With a much more serious take, Curtis is the focus of Dutch photographer Anton Corbijn’s (U2, Depeche Mode) 2007 movie Control, which tells the story not only of Ian, but also of his wife Debbie, and is based on her incredible book Touching From A Distance, which comes highly recommended as further reading. Corbijn himself is personally invested, having been inspired by Joy Division’s music in the late seventies to come and work as a live concert photographer in England, and the movie is highly influenced by his previous still photography. He famously shot several notable pictures of the band in rehearsal and in London’s subway. His movie is therefore inherently from the perspective of a fan, but that doesn’t mean it’s nostalgic. Quite the opposite, it’s bleak, cold, and at many times during the movie, detached from Curtis’ internal suffering, much as the band themselves were at the time.

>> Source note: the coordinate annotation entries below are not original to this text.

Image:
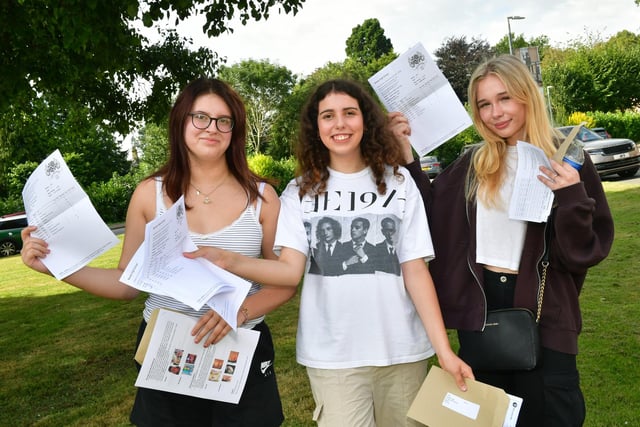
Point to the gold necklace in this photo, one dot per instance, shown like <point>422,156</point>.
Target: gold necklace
<point>207,200</point>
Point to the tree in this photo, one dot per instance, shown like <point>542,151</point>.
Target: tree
<point>367,42</point>
<point>542,42</point>
<point>90,54</point>
<point>595,76</point>
<point>151,147</point>
<point>457,59</point>
<point>264,87</point>
<point>31,132</point>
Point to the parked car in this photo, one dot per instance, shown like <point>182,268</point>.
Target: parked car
<point>431,166</point>
<point>611,155</point>
<point>602,132</point>
<point>470,146</point>
<point>10,227</point>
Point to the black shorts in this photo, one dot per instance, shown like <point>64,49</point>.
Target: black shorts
<point>259,404</point>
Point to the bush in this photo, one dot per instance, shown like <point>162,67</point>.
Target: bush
<point>280,171</point>
<point>111,198</point>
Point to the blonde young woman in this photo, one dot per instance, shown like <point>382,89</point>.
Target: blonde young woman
<point>227,206</point>
<point>365,333</point>
<point>487,261</point>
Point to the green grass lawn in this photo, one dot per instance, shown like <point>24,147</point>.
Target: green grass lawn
<point>67,357</point>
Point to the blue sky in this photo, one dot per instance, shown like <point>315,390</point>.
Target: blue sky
<point>317,34</point>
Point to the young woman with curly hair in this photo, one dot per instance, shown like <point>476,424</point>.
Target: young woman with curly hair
<point>364,332</point>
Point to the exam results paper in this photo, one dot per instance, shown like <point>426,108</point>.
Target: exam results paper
<point>414,85</point>
<point>65,217</point>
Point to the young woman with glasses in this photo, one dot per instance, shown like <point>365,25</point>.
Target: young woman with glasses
<point>227,206</point>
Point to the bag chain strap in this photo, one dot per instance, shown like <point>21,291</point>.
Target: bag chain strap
<point>543,282</point>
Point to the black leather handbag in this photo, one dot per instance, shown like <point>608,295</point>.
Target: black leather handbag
<point>510,341</point>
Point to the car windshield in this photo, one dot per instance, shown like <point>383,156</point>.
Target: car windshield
<point>584,135</point>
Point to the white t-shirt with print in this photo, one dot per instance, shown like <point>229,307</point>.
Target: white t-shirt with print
<point>358,315</point>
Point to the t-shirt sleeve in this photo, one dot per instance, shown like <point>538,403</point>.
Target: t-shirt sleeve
<point>291,232</point>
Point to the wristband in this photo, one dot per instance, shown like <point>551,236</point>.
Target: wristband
<point>245,313</point>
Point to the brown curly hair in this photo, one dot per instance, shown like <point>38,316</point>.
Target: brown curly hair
<point>378,146</point>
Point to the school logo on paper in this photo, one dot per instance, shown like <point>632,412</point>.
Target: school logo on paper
<point>264,366</point>
<point>416,60</point>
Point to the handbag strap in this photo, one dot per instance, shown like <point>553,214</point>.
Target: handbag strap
<point>545,265</point>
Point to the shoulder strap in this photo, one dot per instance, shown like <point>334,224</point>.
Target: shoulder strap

The main arc centers around Ian’s relationship with his young wife Debbie, and the inherent tension of his growing career as a rock star and all the sickness that comes, with that of wanting and needing to be a dad and husband. We see the young couple dating, but there’s always the sense that Ian’s somewhere else, wandering lost in his head. The Curtis’s soon have a daughter, Natalie, and Ian’s life begins to spiral out of control as the band’s success grows, parallel to a rapid decline in his mental health, fueled by undiagnosed epilepsy, bipolar disorder, depression and an extra-marital affair. Corbijn’s treatment of Ian’s emotional descent contrasts with the high energy, high violence performances from the band, which often resulted in Grand Mal seizures and on-stage collapses for Ian, with the artistic tenderness of the exchanges during Ian’s affair with Annik Honoré, a Belgian journalist he’d met on tour.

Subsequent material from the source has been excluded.